Celtic pilgrimageAnother aspect of pilgrimage is a person’s emotional and intuitive response to it. Something in me responds to St. Brigid’s Well, where people journeyed to find healing. I saw the trees nearby adorned with hundreds of ribbons, baby boots, scarves, and other items that represented prayers made at that spot. I am on the healing prayer team in my church, and I experienced a visceral response to this place.

Pilgrimage reveals not only knowledge and wisdom about the site itself but also knowledge and wisdom about the pilgrim who lingers at the site. God has designed history, geography, prayer, tradition, and our own gifts to mingle in places where there is a sacred meeting. This is how this marvelous world was designed—to present all sorts of connections and resonances to anyone who will pay attention.

We make pilgrimages all the time—to see family or visit a hometown; to tour the house of a favorite author or artist or spiritual teacher; to revisit a place that touched us profoundly, either with joy or pain. What journey will you make in the next month or year?
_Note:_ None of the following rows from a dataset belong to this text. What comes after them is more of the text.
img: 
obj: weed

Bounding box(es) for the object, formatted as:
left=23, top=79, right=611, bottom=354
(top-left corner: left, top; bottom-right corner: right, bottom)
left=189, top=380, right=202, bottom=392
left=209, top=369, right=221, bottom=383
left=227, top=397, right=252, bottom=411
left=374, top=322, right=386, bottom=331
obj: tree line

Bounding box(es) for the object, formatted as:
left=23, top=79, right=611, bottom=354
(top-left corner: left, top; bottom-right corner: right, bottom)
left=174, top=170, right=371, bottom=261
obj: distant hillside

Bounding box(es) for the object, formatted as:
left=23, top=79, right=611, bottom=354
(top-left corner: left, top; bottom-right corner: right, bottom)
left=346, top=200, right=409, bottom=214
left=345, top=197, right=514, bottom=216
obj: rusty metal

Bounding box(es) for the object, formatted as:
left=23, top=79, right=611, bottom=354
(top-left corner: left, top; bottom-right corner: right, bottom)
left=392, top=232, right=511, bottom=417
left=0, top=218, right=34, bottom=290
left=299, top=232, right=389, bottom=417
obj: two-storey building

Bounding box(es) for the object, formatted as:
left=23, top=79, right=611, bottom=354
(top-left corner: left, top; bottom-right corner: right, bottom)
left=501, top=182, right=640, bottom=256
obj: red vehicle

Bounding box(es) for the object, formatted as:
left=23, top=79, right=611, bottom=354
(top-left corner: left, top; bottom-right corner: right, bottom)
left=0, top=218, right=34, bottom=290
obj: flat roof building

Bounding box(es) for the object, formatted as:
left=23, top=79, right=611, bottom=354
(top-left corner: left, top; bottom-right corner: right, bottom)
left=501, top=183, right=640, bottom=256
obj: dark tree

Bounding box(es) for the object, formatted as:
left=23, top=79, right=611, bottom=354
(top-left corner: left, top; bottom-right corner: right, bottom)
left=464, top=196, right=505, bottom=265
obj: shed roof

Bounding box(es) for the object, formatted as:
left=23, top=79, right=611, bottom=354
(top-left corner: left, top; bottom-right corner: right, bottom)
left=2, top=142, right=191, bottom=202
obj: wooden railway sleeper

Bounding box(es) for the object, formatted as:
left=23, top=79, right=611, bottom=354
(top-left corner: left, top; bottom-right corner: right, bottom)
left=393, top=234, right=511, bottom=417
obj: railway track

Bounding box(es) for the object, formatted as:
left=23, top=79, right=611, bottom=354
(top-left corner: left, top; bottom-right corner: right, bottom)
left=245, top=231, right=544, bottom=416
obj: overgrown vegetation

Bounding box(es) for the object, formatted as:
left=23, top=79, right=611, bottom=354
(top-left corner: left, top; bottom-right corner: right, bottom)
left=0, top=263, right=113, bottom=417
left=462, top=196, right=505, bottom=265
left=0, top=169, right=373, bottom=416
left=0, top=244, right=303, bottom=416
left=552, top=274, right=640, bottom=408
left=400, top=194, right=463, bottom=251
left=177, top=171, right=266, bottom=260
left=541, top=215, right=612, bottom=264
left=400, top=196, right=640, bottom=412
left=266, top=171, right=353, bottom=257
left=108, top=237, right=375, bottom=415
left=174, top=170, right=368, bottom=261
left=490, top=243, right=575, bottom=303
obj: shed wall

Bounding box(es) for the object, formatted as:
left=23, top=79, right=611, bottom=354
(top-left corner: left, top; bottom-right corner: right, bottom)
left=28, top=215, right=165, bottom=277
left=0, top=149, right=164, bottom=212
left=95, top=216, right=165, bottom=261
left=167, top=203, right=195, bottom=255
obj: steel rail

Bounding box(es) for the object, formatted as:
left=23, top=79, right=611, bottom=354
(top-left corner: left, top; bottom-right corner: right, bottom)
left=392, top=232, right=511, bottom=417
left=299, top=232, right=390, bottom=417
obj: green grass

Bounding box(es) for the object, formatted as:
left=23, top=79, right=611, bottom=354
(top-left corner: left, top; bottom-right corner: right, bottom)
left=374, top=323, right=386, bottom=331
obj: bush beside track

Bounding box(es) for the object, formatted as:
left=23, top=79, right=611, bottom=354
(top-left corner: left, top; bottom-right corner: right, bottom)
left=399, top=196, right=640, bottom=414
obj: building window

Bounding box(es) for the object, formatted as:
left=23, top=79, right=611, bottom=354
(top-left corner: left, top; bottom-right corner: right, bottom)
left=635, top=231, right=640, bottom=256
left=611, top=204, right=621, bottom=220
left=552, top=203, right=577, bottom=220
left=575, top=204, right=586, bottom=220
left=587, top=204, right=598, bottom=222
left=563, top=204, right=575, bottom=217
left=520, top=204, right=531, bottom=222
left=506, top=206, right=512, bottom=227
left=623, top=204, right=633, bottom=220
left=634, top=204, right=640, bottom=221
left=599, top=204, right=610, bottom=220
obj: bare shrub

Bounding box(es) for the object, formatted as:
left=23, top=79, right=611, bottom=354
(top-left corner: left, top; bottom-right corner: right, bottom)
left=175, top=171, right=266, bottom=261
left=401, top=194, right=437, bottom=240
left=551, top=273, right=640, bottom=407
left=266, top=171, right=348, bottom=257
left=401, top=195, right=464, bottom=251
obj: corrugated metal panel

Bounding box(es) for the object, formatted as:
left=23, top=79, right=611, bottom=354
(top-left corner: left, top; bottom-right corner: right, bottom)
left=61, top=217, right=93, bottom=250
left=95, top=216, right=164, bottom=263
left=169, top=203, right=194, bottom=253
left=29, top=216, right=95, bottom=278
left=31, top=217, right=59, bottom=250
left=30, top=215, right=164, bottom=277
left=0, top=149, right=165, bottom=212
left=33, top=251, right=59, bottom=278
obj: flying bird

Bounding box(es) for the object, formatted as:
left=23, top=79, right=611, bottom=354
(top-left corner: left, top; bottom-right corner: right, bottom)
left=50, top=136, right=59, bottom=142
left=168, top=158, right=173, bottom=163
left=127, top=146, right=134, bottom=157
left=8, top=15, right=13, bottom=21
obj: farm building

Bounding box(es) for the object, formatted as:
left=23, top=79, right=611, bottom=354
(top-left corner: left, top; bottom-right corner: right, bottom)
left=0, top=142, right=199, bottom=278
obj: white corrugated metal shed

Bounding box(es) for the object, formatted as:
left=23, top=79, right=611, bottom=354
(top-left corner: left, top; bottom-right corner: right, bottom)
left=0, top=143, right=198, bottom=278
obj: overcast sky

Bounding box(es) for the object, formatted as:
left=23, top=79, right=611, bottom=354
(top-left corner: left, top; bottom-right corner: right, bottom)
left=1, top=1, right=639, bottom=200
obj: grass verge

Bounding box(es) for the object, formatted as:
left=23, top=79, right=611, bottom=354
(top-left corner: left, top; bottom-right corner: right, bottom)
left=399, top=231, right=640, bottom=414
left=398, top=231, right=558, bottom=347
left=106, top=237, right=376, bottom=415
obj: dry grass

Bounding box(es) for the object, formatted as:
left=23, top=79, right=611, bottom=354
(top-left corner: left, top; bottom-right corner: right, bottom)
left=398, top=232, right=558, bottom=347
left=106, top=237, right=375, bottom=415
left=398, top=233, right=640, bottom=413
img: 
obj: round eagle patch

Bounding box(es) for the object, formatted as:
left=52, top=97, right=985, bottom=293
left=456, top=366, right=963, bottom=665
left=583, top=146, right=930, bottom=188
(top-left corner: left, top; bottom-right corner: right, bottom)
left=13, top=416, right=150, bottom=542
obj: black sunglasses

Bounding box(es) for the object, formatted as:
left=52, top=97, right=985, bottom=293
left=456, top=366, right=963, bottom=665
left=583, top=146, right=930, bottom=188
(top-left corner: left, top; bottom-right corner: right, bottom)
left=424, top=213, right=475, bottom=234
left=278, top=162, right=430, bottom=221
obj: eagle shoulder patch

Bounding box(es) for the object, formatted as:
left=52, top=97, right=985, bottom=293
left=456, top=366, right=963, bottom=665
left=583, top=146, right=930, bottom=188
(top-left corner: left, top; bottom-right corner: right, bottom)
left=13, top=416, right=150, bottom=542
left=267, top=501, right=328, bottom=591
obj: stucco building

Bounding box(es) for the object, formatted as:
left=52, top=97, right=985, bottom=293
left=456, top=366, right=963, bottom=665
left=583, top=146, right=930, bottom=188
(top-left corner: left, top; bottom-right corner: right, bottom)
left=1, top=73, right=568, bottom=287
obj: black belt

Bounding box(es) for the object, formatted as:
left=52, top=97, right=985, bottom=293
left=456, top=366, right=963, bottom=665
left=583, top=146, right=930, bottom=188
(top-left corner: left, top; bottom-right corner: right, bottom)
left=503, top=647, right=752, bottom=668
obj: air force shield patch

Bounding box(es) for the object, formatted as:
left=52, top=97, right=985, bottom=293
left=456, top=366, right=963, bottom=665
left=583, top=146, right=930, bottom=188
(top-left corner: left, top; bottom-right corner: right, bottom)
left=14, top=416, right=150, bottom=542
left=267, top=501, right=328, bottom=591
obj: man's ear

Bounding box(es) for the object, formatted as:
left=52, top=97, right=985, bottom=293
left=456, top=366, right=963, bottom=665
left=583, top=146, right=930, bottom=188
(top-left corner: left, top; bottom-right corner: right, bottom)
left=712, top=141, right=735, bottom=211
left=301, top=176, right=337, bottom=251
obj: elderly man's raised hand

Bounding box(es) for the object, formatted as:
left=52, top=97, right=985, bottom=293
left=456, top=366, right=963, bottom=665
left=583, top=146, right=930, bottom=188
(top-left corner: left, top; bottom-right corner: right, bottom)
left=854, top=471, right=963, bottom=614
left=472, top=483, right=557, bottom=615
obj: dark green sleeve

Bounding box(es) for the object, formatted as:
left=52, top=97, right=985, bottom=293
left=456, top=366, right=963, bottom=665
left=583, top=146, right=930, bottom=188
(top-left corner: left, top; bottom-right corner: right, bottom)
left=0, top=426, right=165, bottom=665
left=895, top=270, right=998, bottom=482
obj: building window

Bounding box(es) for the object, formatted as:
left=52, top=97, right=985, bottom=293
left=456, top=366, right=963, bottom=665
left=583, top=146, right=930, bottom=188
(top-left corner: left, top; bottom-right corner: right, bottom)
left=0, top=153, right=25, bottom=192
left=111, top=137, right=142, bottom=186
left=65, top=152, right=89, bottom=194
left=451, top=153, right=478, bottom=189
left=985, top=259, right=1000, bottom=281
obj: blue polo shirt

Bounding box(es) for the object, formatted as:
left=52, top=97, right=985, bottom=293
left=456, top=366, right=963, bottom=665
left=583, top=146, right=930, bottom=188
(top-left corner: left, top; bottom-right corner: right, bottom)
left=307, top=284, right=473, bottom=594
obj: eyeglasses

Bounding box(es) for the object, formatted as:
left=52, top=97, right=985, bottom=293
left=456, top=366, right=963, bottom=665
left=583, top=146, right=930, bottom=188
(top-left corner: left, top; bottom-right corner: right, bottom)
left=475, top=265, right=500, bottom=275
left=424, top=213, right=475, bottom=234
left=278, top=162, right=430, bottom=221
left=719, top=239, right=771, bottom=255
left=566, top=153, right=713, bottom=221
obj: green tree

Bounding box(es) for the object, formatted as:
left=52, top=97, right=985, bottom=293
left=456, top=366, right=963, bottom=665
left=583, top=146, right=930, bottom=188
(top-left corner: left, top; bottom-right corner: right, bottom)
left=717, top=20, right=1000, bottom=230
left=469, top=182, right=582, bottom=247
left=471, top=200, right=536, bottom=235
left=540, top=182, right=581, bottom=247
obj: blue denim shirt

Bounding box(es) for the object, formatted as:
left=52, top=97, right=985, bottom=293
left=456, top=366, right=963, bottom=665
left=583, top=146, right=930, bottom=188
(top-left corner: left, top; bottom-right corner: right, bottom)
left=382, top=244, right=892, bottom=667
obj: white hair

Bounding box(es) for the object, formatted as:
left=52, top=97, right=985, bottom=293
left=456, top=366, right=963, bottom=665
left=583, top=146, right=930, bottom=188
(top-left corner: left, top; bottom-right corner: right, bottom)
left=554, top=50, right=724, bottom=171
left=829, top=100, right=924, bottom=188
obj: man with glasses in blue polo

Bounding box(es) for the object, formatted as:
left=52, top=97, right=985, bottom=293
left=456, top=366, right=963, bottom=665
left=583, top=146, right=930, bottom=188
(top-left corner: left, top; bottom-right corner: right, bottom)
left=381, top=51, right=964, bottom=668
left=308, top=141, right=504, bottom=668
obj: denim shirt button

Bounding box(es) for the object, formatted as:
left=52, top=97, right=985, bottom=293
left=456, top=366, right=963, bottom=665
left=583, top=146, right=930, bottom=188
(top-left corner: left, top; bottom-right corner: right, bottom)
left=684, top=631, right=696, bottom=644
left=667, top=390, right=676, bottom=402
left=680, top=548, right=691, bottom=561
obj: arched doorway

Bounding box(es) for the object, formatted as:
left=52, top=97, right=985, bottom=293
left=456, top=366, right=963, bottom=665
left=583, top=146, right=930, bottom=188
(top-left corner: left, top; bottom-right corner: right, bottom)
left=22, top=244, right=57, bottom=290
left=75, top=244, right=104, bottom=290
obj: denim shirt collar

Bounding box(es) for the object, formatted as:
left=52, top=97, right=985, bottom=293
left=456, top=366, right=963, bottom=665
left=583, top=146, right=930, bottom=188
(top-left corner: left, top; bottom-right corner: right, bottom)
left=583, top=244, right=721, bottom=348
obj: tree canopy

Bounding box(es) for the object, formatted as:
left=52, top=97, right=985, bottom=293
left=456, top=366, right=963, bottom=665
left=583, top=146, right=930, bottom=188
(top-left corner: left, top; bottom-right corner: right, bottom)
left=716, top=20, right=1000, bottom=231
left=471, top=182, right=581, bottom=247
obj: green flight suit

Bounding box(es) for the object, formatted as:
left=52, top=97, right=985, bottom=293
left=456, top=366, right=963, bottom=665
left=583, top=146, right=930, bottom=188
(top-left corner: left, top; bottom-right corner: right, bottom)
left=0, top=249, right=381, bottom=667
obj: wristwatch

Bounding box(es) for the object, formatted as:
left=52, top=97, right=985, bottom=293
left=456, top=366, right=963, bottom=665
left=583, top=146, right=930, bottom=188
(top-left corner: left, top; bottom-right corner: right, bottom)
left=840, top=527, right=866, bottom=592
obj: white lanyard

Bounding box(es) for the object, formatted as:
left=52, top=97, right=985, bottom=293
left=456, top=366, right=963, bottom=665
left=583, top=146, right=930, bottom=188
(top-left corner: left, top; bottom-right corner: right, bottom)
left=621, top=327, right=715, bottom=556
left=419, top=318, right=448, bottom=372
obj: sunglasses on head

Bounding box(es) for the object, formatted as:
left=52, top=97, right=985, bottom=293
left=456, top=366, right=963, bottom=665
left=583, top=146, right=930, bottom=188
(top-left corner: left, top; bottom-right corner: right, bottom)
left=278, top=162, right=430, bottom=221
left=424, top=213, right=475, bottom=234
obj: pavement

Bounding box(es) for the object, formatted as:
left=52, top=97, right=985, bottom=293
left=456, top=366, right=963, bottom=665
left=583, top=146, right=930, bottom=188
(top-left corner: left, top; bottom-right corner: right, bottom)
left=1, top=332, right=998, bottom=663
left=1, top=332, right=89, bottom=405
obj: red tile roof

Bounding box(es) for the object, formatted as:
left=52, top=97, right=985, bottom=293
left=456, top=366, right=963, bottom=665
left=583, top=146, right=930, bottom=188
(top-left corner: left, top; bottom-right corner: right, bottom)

Where can you linger—with your mind, memory, emotions, gifts, and sensuality—and connect with the graces God has hidden there just for you?

7 COMMENTS

  1. Wow–that’s a great idea–a way to “go home” even if you can’t do it physically. Thanks for posting about this experiment of yours. I’m sure it will inspire others to try it or something similar.

    • You know, Vinita, I was surprised by the emotions my “virtual pilgrimage” aroused, and which, in turn, triggered many more memories – some good, others painful, but at the end of it all I was left with an overwhelming sense of gratitude towards God for having placed so many good people in my life during those formative years. Sometimes it’s in looking back that we can see just where our Lord accompanied us, giving us a greater confidence in his love for us.

  2. Unable to return to the place of my birth and upbringing I “visited” via Google streetview a while back. The technology enabled me to travel around my old communities, remembering, cherishing and seeing, once again, those very places where I had spiritual encounters even as a small child and remembering those people who nudged me along my faith development.
    Though it lacked the physical senses aspect so important on pilgrimage it was a good substitute – better than nothing – and meant a lot to me, an armchair pilgrim.

  3. Vinita – you knock it out of the park again. This article provides so many with a new sense of pilgrimage and its many meanings and gifts. Thank you for your many quality articles.

  4. To be a pilgrim is to “linger” as you have mentioned. That is such an important aspect and can be applied to our everyday life as pilgrims as well. Thank you for this timely reminder!